Effusive, voraciously empathetic and prolix, Kemp is an easy target for both sides. But amid intensifying racial and political polarization, he is a rare voice of inclusiveness--insisting that the GOP can become a majority only by attracting more blacks and Latinos through demonstrated concern for the poor and the underclass.

Today, most Republicans, and even many Democrats, worry less about including the underclass than isolating it through tougher law enforcement and the reduction of welfare benefits. Although no one will say as much, that agenda approaches a strategy of quarantine. If Jack Kemp has a future in national politics, he will have to convince the Republican Party that’s not enough of an answer to America’s most pressing social problem, and right now he’s not sure he can.

The Washington Outlook column appears here every other Monday.

Profile: Jack Kemp

Born: July 13, 1935

Home town: Los Angeles

Education: Occidental College, B.A., 1957

Career highlights: Professional football quarterback for the San Diego Chargers and Buffalo Bills, 1957-70; Army, 1958; special assistant to Gov.

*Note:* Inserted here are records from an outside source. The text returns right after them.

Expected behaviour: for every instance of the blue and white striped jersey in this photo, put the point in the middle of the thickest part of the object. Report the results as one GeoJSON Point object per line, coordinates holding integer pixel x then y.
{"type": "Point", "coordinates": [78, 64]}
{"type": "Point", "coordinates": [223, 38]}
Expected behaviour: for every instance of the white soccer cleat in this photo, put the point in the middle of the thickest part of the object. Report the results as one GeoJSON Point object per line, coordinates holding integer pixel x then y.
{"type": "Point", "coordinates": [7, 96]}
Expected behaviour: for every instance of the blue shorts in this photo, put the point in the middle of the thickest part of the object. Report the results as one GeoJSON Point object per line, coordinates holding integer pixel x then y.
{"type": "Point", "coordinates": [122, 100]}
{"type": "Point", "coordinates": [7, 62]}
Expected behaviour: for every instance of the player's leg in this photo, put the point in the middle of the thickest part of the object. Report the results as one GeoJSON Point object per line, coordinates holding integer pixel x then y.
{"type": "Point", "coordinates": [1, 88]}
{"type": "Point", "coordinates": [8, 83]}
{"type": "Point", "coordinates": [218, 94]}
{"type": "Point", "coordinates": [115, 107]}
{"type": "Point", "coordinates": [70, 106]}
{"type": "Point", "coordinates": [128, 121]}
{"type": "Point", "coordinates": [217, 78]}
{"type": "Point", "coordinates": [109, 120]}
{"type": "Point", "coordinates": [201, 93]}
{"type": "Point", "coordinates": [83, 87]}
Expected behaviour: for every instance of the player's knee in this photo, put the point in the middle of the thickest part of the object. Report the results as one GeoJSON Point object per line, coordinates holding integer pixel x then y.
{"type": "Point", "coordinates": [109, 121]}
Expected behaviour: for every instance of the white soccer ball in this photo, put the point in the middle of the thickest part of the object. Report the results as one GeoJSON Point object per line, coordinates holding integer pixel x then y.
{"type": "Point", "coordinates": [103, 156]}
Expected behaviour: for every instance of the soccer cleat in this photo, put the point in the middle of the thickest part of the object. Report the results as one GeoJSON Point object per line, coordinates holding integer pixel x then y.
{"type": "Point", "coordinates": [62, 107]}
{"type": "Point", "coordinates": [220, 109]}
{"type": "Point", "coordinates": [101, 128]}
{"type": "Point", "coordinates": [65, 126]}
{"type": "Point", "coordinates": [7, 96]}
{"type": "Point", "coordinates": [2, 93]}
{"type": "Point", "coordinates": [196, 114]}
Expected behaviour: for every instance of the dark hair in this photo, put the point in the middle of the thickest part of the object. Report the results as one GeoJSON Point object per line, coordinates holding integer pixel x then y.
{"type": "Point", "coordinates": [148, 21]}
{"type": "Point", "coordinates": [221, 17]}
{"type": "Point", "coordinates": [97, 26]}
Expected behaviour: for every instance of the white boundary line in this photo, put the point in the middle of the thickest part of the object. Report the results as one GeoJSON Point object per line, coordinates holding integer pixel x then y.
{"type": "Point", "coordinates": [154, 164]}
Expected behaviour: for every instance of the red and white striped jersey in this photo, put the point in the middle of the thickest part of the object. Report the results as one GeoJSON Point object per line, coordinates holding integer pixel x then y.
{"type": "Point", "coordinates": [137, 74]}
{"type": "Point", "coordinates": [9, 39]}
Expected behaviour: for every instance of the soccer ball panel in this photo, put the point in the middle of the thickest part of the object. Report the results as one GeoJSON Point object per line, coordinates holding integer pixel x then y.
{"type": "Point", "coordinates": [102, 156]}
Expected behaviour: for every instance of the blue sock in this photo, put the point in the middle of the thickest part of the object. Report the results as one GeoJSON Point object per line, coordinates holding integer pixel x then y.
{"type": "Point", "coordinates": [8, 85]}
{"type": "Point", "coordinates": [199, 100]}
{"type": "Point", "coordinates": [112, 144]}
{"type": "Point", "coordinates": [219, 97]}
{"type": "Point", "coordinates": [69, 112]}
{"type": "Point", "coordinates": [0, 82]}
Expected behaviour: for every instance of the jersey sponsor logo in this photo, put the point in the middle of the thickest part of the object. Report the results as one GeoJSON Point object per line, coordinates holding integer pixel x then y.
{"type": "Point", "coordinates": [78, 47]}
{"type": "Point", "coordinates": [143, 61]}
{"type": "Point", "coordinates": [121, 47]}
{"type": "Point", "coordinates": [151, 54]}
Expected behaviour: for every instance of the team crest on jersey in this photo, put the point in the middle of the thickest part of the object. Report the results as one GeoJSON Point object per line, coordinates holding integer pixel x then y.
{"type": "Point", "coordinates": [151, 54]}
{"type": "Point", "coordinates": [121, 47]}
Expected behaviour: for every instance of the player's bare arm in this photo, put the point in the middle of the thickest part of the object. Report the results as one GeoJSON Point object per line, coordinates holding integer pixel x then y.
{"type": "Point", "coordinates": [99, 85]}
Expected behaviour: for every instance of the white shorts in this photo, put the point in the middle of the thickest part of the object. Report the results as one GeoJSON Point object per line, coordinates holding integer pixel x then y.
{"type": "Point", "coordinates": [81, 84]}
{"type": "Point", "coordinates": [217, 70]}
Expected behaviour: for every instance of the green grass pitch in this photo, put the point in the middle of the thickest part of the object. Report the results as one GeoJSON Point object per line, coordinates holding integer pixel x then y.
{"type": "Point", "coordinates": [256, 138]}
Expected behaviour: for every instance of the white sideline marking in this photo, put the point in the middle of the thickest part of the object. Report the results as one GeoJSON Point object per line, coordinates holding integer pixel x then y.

Ronald Reagan, 1967; special assistant to the chairman of the Republican National Committee, 1969; congressman from New York, 1971-1989; secretary of Housing and Urban Development, 1989-92

Personal: Married, four children

QUOTE

“This is what gets me. If conservatives believe that government can cause problems by incentivizing the wrong thing, why don’t they believe that government can reverse its policies and encourage productive human behavior . . . (like) families and work and saving. We are great as conservatives at saying how bad government is. Why can’t government do the right thing?”